Los dichos con que se inicia este viaje periodístico literario fueron emitidos a propósito de la cuarta suba en el precio de los combustibles desde enero a la fecha. O sea, bajate del auto, caminá.
La lógica del ceoministro es perfecta. No hace falta recurrir a manuales de economía y finanzas, no es necesario buscar elementos de historia de las ideas políticas ni hacer encuestas o entrevistas. Basta con expandir sus conceptos para organizar nuestra vida futura.

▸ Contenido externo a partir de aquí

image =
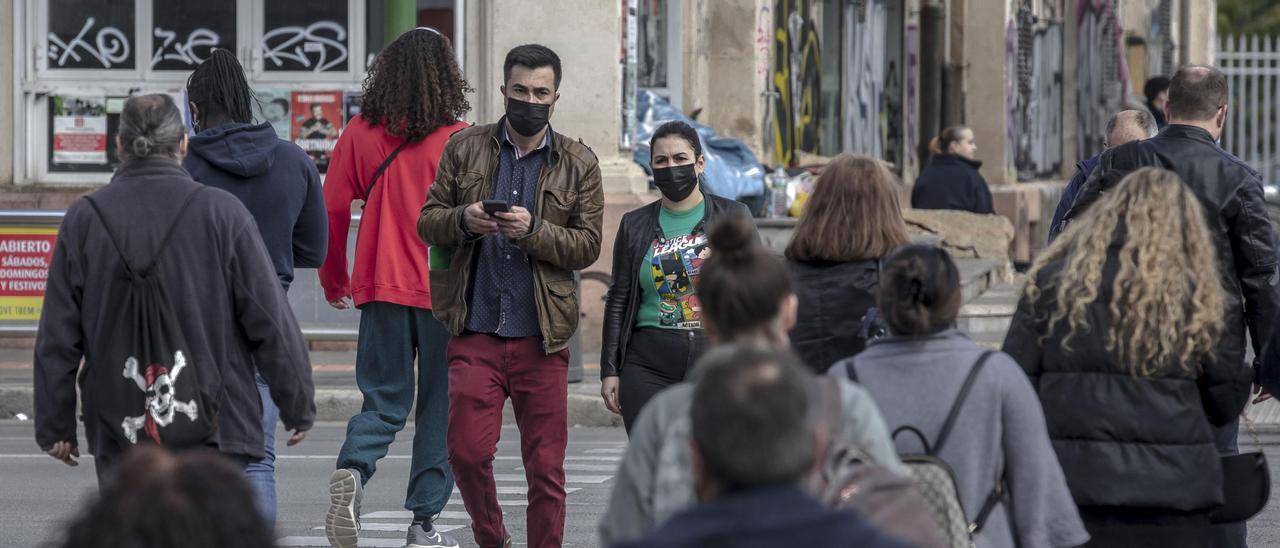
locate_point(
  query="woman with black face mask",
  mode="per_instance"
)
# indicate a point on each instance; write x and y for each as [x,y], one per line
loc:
[653,329]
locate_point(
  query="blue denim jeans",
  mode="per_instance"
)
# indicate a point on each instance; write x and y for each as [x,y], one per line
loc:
[261,473]
[391,338]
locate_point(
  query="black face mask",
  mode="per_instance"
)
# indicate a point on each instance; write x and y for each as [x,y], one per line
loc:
[676,182]
[528,118]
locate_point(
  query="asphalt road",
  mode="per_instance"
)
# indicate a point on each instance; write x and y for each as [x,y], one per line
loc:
[39,494]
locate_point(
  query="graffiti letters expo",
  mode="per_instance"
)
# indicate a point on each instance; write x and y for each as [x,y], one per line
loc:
[318,46]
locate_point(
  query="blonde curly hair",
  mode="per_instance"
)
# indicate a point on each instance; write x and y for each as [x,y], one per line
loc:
[1166,300]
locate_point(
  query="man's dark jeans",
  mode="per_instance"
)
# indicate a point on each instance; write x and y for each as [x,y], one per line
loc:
[391,337]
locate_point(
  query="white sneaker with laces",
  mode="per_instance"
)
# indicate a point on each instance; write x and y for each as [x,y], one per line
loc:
[342,520]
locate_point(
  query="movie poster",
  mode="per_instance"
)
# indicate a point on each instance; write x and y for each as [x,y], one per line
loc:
[316,122]
[273,105]
[80,129]
[351,106]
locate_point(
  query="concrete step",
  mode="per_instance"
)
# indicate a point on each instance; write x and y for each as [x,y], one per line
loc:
[991,311]
[977,275]
[986,319]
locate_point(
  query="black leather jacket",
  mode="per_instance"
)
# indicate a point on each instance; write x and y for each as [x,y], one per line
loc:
[635,236]
[833,298]
[1232,195]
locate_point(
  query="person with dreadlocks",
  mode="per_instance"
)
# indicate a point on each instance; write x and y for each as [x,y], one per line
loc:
[387,158]
[278,183]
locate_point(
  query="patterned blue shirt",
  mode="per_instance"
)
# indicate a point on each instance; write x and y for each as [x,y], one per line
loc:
[502,288]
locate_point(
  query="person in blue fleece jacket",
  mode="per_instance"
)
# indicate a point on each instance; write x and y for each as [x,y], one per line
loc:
[277,182]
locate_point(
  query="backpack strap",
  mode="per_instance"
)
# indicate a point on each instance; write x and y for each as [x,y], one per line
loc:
[164,242]
[960,397]
[382,168]
[997,493]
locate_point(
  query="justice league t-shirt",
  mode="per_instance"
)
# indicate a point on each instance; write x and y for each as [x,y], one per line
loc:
[670,273]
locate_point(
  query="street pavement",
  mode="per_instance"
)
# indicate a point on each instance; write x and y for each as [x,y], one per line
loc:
[40,494]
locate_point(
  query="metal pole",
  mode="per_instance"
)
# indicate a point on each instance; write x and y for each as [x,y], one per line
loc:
[932,60]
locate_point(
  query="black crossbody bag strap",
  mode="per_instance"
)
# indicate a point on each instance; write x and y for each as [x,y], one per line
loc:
[382,168]
[960,397]
[997,493]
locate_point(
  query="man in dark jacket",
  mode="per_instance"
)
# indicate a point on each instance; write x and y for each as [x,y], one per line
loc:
[507,295]
[278,183]
[755,437]
[1232,195]
[951,179]
[219,279]
[1125,126]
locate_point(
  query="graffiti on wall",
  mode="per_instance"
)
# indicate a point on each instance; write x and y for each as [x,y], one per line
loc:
[912,59]
[867,122]
[796,69]
[1101,72]
[1036,95]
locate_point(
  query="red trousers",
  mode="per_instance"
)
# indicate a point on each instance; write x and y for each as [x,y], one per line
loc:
[484,371]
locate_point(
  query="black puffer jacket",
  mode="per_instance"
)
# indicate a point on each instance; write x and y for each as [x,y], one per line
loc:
[952,182]
[1125,441]
[833,298]
[1232,195]
[636,232]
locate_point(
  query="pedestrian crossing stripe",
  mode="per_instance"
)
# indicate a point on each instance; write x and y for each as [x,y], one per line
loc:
[570,478]
[324,542]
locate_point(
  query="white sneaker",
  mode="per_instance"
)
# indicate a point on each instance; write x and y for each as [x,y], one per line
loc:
[342,520]
[423,534]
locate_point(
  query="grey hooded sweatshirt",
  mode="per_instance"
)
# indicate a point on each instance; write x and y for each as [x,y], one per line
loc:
[999,433]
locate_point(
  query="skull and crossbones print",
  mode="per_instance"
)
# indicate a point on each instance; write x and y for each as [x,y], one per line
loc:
[158,383]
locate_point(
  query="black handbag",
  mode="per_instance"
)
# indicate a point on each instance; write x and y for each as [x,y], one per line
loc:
[1246,485]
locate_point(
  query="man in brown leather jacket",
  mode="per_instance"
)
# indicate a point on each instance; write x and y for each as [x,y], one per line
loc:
[502,282]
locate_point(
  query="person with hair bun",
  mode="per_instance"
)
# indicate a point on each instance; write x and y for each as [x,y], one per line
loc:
[951,179]
[999,435]
[653,318]
[278,183]
[748,300]
[222,290]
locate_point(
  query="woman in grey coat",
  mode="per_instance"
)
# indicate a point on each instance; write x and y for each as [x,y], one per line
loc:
[915,374]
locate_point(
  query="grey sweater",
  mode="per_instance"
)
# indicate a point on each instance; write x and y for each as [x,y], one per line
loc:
[1000,432]
[656,479]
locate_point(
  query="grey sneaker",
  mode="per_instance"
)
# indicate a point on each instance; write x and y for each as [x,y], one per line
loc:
[342,520]
[423,534]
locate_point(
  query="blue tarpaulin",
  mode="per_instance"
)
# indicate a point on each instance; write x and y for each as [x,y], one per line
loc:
[732,170]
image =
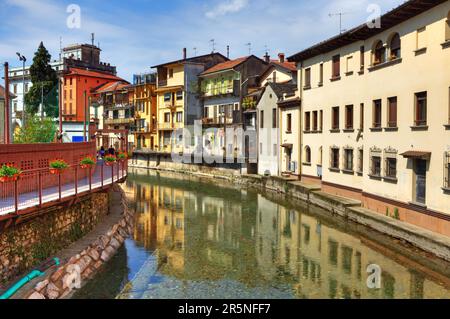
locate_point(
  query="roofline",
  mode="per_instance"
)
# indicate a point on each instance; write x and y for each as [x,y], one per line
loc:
[182,61]
[390,19]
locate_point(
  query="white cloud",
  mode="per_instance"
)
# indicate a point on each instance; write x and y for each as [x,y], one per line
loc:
[230,6]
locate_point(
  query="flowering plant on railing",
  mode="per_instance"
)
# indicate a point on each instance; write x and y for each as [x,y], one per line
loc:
[9,173]
[57,166]
[87,162]
[122,156]
[110,160]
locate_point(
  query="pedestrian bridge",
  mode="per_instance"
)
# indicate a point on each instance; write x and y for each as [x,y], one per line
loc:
[37,188]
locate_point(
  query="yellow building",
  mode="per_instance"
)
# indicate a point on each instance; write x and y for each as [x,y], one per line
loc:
[375,107]
[178,105]
[144,101]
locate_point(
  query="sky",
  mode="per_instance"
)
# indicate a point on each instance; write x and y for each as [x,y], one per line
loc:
[137,34]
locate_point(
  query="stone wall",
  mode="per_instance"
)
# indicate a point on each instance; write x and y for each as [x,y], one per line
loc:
[60,283]
[27,244]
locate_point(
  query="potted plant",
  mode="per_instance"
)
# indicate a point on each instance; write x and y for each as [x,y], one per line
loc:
[57,166]
[9,173]
[110,160]
[122,156]
[87,162]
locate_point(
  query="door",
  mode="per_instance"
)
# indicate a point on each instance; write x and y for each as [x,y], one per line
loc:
[420,171]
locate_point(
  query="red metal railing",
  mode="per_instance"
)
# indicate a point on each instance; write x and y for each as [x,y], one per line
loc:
[38,187]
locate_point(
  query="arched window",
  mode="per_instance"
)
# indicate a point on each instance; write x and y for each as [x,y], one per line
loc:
[447,27]
[395,47]
[379,53]
[307,155]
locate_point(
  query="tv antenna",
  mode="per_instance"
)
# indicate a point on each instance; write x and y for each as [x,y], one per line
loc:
[213,44]
[340,14]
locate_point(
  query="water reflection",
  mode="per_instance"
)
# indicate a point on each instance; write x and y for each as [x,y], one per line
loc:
[209,242]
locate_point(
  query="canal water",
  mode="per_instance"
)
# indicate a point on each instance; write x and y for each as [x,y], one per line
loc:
[194,239]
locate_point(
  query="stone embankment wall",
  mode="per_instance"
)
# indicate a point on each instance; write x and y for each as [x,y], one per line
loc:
[74,273]
[27,244]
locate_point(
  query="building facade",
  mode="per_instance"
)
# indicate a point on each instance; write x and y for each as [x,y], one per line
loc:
[376,114]
[178,103]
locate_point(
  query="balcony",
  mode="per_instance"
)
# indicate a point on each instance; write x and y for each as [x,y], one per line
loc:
[119,121]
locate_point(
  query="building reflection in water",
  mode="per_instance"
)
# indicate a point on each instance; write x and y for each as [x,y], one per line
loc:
[200,232]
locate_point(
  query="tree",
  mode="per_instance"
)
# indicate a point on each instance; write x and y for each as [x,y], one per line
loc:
[45,84]
[36,130]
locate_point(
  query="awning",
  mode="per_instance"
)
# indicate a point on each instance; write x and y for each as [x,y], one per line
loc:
[416,154]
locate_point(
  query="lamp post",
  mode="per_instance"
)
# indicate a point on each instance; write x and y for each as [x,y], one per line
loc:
[23,59]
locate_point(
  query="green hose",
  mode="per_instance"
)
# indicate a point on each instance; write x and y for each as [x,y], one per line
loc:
[34,274]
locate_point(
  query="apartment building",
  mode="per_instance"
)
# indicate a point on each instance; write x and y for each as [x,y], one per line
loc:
[144,100]
[178,103]
[376,114]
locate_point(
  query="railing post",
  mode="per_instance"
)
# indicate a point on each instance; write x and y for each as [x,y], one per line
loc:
[76,180]
[59,185]
[40,188]
[16,196]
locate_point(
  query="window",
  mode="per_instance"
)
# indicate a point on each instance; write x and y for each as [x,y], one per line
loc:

Veamos.
Si el precio de la leche es muy alto no alimente a sus niños.
Si el precio del agua es muy alto no tenga sed.
Si el precio del vino es muy alto no brinde.
Si el precio de los libros es muy alto no lea.
Si el precio de los pañuelos es muy alto no llore.
Si el precio de la almohada es muy alto no duerma.
Si el precio de la carne es muy alto coma verduras, pero si el precio del tomate y la lechuga es muy alto no se ensalade.
Si el precio de la manzana es muy alto no peque, pero si el precio de los profilácticos es muy alto no tenga sexo.
Si el precio de los medicamentos es muy alto no se enferme.
Si el precio de decir lo que piensa es muy alto no opine.
Si el precio del servicio fúnebre es muy alto no se muera.
Si el precio de las flores es muy alto no seduzca.
Si el precio de los bombones es muy alto no engorde.
Si el precio del aire es muy alto no respire.
Si el precio de un abrazo es muy alto no tenga amigas y amigos.
Si el precio de un cuaderno es muy alto no estudie.
Si el precio de un lápiz es muy alto no escriba.
Si el precio de vivir es muy alto no viva.
Pero si el precio de doblegarse es muy alto "empínese en la honra de la patria que amamos", como dijo Armando y sea ilógico.